EDITIONS : Gallimard Jeunesse                               PRIX : 20 euros

Il n’y a pas longtemps, avec Anouk du Blog My Little Universe, on a voulu lancer une lecture commune. Qu’est ce que c’est ? Chacun doit faire la critique d’un livre choisi en commun. Nous avons donc choisi L’Ickabog, de JK Rowling, l’autrice de la saga Harry Potter !

On reconnaît tout de suite la plume de l’autrice. Et cela fait bizarre de découvrir un nouvel univers !

Un peu sous le format d’un conte, l’histoire est légère et adaptée à toutes et tous.

Dans le royaume de Cornucopia vivaient les Cornucopiens. Ils habitaient des villes, qui chacune arborait un « emblème », une spécialité : la patisserie pour Chouxville, les fromages à Kurdsburg… Tout le monde était heureux.

Mais une légende terrorisait les habitants des Marécages : celle du fameux Ickabog. C’était un monstre poilu, aux yeux comme des lanternes, vert comme l’herbe sèche, qui tuerait monstres, animaux de compagnies et hommes.
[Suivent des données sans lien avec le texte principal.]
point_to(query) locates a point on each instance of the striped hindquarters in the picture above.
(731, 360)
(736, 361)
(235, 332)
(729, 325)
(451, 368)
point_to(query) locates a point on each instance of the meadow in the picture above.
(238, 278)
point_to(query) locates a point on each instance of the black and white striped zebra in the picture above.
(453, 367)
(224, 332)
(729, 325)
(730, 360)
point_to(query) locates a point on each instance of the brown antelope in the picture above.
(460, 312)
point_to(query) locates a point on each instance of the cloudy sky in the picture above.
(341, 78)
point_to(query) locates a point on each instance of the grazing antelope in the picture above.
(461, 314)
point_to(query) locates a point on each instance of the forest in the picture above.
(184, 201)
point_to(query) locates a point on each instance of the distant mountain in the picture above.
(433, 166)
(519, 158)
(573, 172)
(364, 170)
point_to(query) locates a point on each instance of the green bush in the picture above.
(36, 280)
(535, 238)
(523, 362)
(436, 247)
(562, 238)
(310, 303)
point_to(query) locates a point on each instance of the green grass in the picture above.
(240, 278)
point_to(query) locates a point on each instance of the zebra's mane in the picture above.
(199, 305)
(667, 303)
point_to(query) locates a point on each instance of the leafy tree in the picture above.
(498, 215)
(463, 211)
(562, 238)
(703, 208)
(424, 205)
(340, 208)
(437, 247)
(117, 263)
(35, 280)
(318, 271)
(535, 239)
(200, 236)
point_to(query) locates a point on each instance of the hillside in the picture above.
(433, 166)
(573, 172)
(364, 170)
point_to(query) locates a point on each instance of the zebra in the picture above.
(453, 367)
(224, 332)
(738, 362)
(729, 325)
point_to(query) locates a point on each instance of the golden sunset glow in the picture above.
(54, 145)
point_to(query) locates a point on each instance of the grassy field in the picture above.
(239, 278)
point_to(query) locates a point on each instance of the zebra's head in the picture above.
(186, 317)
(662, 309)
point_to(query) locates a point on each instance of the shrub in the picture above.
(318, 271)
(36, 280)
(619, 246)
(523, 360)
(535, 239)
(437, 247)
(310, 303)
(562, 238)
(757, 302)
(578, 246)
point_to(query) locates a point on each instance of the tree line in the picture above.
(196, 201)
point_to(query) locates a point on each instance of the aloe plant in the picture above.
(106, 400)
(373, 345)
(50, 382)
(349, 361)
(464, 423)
Pendant ce temps, le reste des citoyens, plus fortunés, s’en moquaient bien. Le roi, quant à lui, se contentait de recevoir les nombreuses acclamations de ses sujets, et c’est tout.

Mais, un soir, la petite Daisy apprit la mort de sa mère, servante au palais. Cette dernière était malade et fatiguée, mais le roi l’aurait tout de même forcée à travailler. La jeune fille bouillait de rage. Alors elle n’hésita pas à murmurer, avec les autres enfants de la cité : « il est vaniteux, égoïste et cruel ». Cette phrase arriva aux oreilles de sa seigneurie qui, vexée, se mit en tête de faire quelque chose de si courageux que personne ne pourrait plus tenir ces propos. Comme un cadeau tombé du ciel, la rumeur de l’Ickabog faisait justement ravage en cette saison. Sans plus attendre, croyant qu’il pourrait inventer un quelconque mensonge – oui, parce qu’a priori, ce monstre était une énorme farce – il se mit en route. Mais, dans un brouillard épais, il aperçut une ombre immense, et des yeux comme des lanternes…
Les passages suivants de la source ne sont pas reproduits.